Nilüfer and İrem had stayed home to cook the food for the party tonight. If they had still lived in Yeşilli, Sinan’s aunts and uncles and cousins would have helped, and the whole family would have paraded İsmail through the unpaved streets. Sinan kept the memories of his own sünnet celebration to himself; he didn’t want his son to know what he was missing. But the images had flashed in his mind throughout the day—his father hoisting him onto their best horse, his mother walking beside him, one hand resting on his knee, and the horse’s belly swaying against her own pregnant bulge. It was one of his last memories of her, and even though her face had been white and she wouldn’t smile, he hadn’t thought to tell his father to get her home. Three days later, his father would leave Sinan with his aunt while he drove his mother to the good hospital in Diyarbakır. She was bleeding, his aunt told Sinan. The doctors would make her better and he would have a little sister or brother when they came home. Only his father came back.

Now the call to sunset prayer echoed from dozens of speakers, the amplified voices ricocheting off the cement walls of apartment buildings. Sinan was nervous, too, and a knot the size of an apricot had hardened inside his stomach. The walk home took them past the fishmonger’s, and Sinan gave İsmail money to buy the fish heads and severed tails for the street cats. Eren Bey, the fish seller, wrapped the remains in paper and handed them to İsmail.
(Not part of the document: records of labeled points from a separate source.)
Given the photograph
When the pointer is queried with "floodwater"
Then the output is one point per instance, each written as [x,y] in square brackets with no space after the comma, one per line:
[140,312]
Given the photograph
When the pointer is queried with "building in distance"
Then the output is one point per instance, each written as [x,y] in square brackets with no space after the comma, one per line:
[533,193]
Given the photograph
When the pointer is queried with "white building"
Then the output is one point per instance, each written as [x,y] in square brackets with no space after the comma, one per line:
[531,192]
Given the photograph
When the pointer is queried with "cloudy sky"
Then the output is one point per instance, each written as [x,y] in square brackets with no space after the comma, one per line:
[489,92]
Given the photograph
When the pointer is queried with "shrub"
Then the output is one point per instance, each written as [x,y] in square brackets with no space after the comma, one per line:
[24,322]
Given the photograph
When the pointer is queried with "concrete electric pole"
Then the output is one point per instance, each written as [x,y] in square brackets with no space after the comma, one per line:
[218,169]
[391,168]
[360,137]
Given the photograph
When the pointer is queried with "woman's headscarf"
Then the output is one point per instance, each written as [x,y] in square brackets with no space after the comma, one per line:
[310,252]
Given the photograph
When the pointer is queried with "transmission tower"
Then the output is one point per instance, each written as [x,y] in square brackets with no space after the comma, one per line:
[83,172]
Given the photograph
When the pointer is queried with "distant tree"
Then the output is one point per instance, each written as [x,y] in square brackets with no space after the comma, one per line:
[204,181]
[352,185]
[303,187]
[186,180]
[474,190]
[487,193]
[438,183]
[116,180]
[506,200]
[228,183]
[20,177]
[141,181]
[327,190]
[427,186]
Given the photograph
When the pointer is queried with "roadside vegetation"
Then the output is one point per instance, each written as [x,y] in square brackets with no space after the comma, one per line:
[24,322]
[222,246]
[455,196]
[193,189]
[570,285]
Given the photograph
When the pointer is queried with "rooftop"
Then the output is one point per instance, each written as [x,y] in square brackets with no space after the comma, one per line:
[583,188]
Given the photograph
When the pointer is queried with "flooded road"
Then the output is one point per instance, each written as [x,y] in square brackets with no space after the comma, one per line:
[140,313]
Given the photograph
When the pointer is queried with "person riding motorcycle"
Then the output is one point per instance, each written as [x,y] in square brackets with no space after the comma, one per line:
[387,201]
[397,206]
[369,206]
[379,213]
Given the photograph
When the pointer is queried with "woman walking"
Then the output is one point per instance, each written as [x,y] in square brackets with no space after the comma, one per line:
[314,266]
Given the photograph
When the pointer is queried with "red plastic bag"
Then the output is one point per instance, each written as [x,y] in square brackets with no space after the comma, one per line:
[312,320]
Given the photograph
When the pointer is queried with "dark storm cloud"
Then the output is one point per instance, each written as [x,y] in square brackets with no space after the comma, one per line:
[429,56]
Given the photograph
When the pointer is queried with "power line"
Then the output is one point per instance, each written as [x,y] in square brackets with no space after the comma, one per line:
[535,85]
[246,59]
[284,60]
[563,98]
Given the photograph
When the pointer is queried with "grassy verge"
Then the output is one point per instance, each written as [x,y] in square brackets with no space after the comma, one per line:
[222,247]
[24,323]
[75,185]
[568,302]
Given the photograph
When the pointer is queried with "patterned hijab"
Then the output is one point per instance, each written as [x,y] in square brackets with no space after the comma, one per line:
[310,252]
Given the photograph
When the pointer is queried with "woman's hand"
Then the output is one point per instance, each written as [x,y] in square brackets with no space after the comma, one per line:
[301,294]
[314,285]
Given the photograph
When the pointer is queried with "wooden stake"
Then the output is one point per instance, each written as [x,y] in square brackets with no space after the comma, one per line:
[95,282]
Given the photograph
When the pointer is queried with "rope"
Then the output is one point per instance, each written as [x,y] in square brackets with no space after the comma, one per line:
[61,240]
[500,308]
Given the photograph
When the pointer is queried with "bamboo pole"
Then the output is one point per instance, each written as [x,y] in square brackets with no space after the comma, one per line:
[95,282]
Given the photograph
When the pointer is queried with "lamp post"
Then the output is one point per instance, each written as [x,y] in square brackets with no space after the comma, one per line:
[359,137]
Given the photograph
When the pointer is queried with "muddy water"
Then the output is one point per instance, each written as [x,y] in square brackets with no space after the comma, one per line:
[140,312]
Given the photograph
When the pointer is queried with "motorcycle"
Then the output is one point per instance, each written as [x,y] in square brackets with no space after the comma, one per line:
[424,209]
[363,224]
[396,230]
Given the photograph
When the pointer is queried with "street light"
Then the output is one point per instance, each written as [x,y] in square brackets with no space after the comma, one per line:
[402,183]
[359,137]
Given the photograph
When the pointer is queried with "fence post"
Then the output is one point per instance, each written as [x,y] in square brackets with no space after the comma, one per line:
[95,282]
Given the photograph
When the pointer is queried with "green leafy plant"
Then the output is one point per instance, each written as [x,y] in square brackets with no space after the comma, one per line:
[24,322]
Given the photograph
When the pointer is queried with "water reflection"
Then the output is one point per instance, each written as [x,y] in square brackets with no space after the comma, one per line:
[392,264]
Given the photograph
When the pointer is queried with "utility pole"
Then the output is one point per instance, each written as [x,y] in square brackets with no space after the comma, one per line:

Wait, Eren Bey said, holding up one bloody finger. From a fernlined basket filled with his best palamut, he grabbed the largest fish, wrapped it up with a sprig of oregano, and dropped it into İsmail’s hands. Fish will make you a strong man. He flexed his bicep and slapped the bump of muscle. All the women in the world will kiss your feet.

Eren winked and İsmail smiled.

Please, Sinan said, he’s just a boy.

"Efendim, the fish seller said, his hands held out as if he were mildly insulted, just a joke."
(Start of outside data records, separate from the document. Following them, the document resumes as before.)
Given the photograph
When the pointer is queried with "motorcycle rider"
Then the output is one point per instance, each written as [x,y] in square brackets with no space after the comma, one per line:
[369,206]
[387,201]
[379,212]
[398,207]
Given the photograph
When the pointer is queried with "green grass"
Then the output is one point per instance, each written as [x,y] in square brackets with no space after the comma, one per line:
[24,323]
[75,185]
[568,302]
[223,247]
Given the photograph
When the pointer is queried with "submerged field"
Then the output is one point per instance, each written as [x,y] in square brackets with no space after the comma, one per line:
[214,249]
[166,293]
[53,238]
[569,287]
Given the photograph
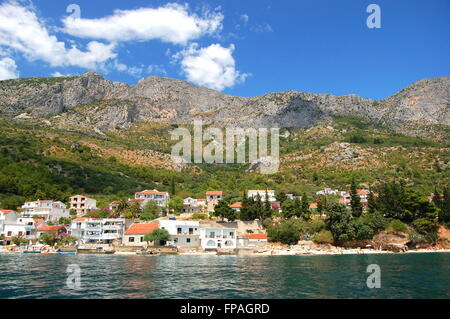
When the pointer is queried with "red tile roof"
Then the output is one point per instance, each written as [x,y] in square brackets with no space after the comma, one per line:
[214,193]
[51,228]
[257,236]
[236,205]
[142,228]
[154,191]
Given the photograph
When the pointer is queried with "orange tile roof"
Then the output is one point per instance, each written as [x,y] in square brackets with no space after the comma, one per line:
[236,205]
[154,191]
[142,228]
[214,193]
[51,228]
[257,236]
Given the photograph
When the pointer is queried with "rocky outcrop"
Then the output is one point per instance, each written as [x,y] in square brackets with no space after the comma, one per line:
[176,101]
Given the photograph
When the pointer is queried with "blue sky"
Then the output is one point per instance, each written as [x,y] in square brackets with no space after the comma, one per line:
[242,48]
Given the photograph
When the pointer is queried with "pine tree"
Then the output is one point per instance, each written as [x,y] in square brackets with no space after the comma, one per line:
[371,203]
[172,187]
[355,202]
[305,207]
[267,208]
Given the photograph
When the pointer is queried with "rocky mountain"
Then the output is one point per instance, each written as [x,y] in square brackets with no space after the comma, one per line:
[90,100]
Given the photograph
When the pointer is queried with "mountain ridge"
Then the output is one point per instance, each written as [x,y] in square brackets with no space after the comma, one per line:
[179,102]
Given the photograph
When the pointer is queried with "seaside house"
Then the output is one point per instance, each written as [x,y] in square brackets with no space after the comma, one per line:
[215,235]
[236,206]
[161,198]
[58,230]
[47,209]
[183,234]
[262,193]
[98,230]
[82,204]
[192,205]
[134,235]
[212,199]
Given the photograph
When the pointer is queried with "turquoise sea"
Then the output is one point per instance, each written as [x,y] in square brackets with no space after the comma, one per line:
[281,277]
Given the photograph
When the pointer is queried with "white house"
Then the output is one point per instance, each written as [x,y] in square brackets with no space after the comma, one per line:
[104,230]
[134,235]
[182,233]
[82,204]
[218,235]
[262,193]
[47,209]
[192,205]
[161,198]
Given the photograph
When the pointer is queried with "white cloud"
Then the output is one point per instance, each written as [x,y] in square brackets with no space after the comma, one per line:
[213,66]
[8,69]
[244,17]
[21,30]
[172,23]
[59,74]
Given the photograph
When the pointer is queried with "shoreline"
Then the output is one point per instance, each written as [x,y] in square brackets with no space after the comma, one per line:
[273,252]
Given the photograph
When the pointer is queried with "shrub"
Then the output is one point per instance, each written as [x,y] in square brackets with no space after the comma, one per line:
[424,226]
[397,226]
[199,216]
[324,237]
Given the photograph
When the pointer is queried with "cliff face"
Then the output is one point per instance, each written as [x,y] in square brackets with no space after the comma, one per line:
[90,100]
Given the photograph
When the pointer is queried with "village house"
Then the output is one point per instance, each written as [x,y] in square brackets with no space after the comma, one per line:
[236,206]
[161,198]
[262,193]
[183,234]
[192,205]
[212,199]
[98,230]
[82,204]
[134,235]
[113,205]
[47,209]
[215,235]
[58,230]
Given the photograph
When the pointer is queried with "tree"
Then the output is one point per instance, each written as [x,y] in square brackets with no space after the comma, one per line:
[355,202]
[158,235]
[339,222]
[281,197]
[176,204]
[286,232]
[267,208]
[305,213]
[65,221]
[247,210]
[151,211]
[258,208]
[444,214]
[371,203]
[223,210]
[172,187]
[48,238]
They stopped at the rotting wooden konak where the street cats lived, but the cats were not there. İsmail threw the fish parts through the broken window anyway, a gift for their return. They took maghrib prayer at mosque, and Sinan listened as İsmail stumbled through the Arabic. Afterward, they climbed the hill that led to their apartment, and the bright lights of the amusement park below spun against the darkening sky. Sinan promised, as always, to take İsmail there someday for a ride on the Ferris wheel.

By the time they reached their apartment, the knot in Sinan’s stomach had grown to the size of a small apple. He massaged the spot with his fingertips and it rolled around inside his stomach. He wondered, briefly, if he could delay the ceremony one more year. But people were already coming, the sünnetci was already scheduled, and he would have to make his son suffer the pain tonight.
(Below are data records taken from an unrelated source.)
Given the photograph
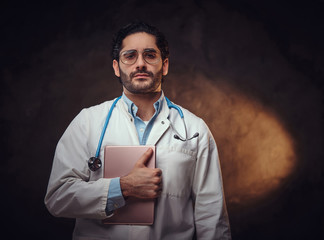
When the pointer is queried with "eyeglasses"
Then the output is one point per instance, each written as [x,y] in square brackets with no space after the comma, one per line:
[150,56]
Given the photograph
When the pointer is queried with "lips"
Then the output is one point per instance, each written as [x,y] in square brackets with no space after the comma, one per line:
[141,74]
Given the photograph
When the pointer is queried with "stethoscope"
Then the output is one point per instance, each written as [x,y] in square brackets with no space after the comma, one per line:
[95,163]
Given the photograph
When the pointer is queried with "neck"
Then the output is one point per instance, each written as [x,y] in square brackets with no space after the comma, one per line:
[144,102]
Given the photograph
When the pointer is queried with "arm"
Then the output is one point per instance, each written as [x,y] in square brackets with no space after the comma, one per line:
[210,210]
[70,191]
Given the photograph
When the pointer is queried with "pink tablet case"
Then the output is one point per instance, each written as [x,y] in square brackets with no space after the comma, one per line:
[119,161]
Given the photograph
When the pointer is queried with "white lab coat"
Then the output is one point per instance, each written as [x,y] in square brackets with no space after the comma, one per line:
[192,201]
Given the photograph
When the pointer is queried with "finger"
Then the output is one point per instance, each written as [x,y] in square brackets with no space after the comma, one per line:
[144,159]
[158,172]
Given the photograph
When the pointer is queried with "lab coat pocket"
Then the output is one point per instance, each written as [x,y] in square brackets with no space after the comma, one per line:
[177,166]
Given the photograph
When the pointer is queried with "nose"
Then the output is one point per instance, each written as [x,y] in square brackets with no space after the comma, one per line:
[140,63]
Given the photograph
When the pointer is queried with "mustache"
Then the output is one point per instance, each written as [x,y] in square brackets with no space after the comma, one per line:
[141,71]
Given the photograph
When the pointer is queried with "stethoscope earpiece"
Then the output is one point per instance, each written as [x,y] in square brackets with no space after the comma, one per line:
[94,163]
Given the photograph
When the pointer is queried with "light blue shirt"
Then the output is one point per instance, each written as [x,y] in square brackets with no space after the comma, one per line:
[115,197]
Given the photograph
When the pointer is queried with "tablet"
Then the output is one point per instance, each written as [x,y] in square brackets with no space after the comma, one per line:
[118,162]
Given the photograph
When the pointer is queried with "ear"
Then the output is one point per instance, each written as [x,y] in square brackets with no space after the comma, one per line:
[165,67]
[116,68]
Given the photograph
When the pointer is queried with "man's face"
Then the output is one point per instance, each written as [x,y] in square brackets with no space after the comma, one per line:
[141,77]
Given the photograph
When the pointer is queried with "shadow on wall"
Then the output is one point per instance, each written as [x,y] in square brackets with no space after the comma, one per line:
[256,152]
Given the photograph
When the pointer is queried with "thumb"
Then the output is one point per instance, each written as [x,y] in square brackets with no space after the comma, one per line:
[144,159]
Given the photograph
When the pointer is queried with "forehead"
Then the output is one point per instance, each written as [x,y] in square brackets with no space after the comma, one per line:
[139,41]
Go on and see Ahmet, Sinan said to İsmail. He knew his brother-in-law would spoil the boy, treat him like a child one last time before İsmail had to bear the burden of trying to be a man. I’ll come and get you at the grocery later.

Sinan climbed the curving staircase of his apartment building. American music blasted down the stairwell and rattled the metal railing. He hated their apartment. From the outside it looked nice: the cement walls were painted yellow and the stairway to the front door was made of mediocre marble that shined when the apartment manager bothered to polish it. But inside you could hear a man whisper through the plywood doors, the plaster walls were chipped, and on stormy afternoons, when the rain rolled across the bay as though the sea had stood up and formed a wall, the wind slipped through the cracks in the mortar and deposited saltwater and cement dust in the corners of the living room.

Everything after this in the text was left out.